There has been a surge in mobile usage and chances are a large number of your prospects are using a mobile device to assess your product. And while mobile and desktop devices produce different results, it's advisable to categorize your ad campaign by device type. It will enable you to set a bid for each device, create a separate funnel, and also track their performance by device.




Landing pages are web pages set up for the specific purpose of capturing prospects from your ad campaign and getting them to take the relevant action. Simply, it’s the page users will be directed to when they click on your ad.


higher ad rank


Many advertisers make the mistake of using their home page as a landing page. It’s a big NO for a successful ad campaign. Your home page is distracting enough with all the links and navigation to send your leads back. You have to be specific with your landing page. Ensure it's focusing on what your ad is promoting as it will help boost your conversion rate.




Remarketing is an advertising tactics used to connect back to users who have made a visit to your website in the past. This feature allows you to retarget users who have shown interest in your business, by showing your ad to them wherever they are browsing in sites that accept ads from Google Display Network.

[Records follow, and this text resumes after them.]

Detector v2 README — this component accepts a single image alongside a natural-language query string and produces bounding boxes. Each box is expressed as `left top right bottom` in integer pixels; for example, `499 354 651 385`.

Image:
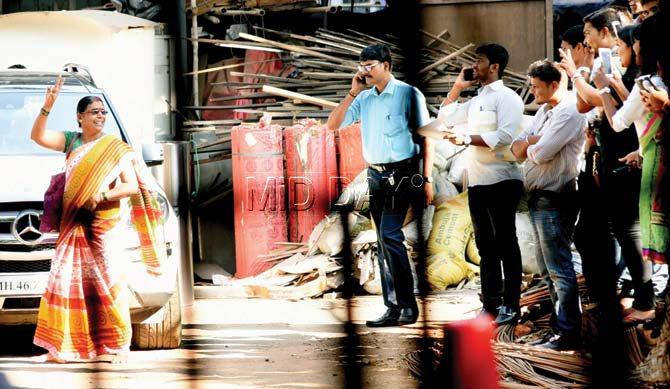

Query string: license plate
0 274 49 296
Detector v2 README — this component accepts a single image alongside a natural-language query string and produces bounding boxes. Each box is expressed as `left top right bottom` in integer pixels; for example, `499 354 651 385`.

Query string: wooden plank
263 85 339 108
184 103 281 111
184 58 282 76
419 43 475 74
240 32 349 63
230 72 305 84
421 29 451 47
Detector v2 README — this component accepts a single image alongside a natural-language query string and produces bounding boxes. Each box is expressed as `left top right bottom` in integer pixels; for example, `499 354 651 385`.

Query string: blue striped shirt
342 77 430 164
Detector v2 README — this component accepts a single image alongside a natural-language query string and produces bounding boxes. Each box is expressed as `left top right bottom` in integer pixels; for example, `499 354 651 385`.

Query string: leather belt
370 157 417 172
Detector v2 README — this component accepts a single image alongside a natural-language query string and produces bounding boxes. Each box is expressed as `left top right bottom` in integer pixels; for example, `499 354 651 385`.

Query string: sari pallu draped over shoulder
34 135 165 360
640 114 670 263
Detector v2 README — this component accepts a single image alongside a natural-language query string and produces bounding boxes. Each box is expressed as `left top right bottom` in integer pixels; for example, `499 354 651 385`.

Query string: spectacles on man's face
84 108 109 116
358 62 381 73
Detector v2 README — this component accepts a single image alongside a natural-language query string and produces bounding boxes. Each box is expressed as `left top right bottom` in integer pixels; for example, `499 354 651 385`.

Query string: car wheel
132 287 181 350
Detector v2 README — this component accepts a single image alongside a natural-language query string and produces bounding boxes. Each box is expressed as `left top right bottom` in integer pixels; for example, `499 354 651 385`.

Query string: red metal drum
337 122 367 189
284 119 338 242
231 120 287 278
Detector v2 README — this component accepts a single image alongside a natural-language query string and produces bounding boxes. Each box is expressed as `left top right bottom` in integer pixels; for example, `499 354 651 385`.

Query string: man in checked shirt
512 60 586 350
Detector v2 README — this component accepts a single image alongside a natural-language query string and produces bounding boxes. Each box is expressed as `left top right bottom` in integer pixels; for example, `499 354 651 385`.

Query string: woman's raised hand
44 76 63 111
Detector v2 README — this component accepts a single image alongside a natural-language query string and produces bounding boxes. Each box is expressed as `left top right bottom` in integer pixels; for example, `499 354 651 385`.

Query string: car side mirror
142 143 165 167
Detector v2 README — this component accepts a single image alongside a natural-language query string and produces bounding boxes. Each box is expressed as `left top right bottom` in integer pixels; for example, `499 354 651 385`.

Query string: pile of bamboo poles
186 27 529 138
403 338 591 389
493 342 591 388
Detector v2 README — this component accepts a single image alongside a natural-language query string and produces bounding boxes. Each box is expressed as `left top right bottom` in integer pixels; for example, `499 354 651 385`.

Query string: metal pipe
191 0 200 114
302 5 342 14
212 7 265 16
172 1 189 129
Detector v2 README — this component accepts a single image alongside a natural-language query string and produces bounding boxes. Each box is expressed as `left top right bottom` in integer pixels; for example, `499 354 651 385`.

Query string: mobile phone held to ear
635 78 649 92
356 76 368 86
598 47 612 77
463 68 475 81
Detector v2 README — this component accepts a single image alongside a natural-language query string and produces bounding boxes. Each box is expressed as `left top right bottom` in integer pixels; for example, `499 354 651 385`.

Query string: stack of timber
186 0 386 18
185 27 529 142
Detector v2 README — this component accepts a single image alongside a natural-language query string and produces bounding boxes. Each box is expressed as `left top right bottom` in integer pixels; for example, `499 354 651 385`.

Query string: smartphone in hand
635 78 649 93
598 47 613 77
463 68 475 81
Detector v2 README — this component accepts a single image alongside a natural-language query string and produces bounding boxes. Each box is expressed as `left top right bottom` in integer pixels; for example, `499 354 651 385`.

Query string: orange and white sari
34 135 164 361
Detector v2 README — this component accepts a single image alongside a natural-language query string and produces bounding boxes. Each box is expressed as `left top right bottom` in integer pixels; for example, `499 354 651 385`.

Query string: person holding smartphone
441 43 524 325
327 44 433 327
561 8 644 386
594 16 667 322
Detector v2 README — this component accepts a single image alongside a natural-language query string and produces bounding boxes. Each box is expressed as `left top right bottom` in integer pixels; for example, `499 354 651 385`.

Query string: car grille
0 259 51 273
2 297 40 309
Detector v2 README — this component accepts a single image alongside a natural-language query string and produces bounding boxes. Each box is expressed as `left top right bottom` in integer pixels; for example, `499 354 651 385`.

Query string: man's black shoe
539 335 582 351
365 308 400 327
398 307 419 325
495 305 519 326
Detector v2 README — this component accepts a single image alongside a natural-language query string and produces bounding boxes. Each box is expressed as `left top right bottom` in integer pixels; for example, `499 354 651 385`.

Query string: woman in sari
31 77 161 363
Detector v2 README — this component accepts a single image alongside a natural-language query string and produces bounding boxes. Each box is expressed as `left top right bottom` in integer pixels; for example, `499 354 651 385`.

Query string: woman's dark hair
528 59 561 84
561 24 584 47
633 14 667 74
658 46 670 85
77 96 104 127
583 8 620 36
475 43 509 78
617 24 640 86
358 43 393 69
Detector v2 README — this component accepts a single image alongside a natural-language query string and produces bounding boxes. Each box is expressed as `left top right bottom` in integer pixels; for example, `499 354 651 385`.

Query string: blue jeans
528 190 581 337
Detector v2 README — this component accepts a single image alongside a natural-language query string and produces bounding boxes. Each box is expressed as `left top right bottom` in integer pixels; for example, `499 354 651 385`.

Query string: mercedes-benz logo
12 209 42 246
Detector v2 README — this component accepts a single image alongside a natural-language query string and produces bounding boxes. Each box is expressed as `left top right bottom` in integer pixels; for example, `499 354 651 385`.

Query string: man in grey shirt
512 60 586 350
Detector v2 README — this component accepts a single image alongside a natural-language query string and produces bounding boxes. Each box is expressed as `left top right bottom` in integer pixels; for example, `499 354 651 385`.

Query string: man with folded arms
512 60 586 350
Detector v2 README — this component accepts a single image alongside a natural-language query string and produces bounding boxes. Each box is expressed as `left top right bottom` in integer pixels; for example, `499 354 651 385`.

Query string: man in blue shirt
328 44 433 327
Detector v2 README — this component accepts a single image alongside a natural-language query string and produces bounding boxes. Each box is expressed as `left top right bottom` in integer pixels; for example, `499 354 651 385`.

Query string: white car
0 70 181 349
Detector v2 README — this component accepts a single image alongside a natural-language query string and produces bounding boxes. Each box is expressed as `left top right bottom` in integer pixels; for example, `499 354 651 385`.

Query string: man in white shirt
441 44 524 325
512 60 586 350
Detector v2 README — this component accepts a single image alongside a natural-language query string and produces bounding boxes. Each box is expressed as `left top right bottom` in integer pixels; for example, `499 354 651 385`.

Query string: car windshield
0 90 123 155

Since they've interacted with your business before, they have the tendency of becoming customers. You can also use remarketing to segment your target audience by creating different ads based on the pages they visited. And Ad experts have observed that incorporating remarketing into your ad campaigns is likely to increase your conversion rates. And as your conversion rates increase, you’ll gain greater return in your investment.




It's important you measure the ROI on your Google ad to know the impact of the ad on your business. That is, to see whether or not  the ad campaign is profitable. Return on Investment is a profitability ratio which measures the gain (or loss) generated on an investment relative to the amount of money invested.

That is, net profit/net worth.




A way to measure your ads ROI is by tracking the conversion rates. Conversion rate is the percentage of visitors to your ad landing page that complete your desired ad goal (a conversion)... out of the total number of visitors who actually clicked on the ad. A high conversion rate is indicative of a successful ad campaign. When you track the conversions your ad generates, you’ll be able to tell whether the campaign was effective or not. It will also give you room to make some changes to what's not working, to improve the performance of your ad.

Google uses a tracking code to track the conversions. And the code is placed on the landing page where they are taken to.


A successful PPC campaign is not a day's job. You’ll need to keep tweaking it for better performance and also monitor the results. The strategies and ideas we've provided in this post will help you achieve better returns on your ad campaign investment if implemented.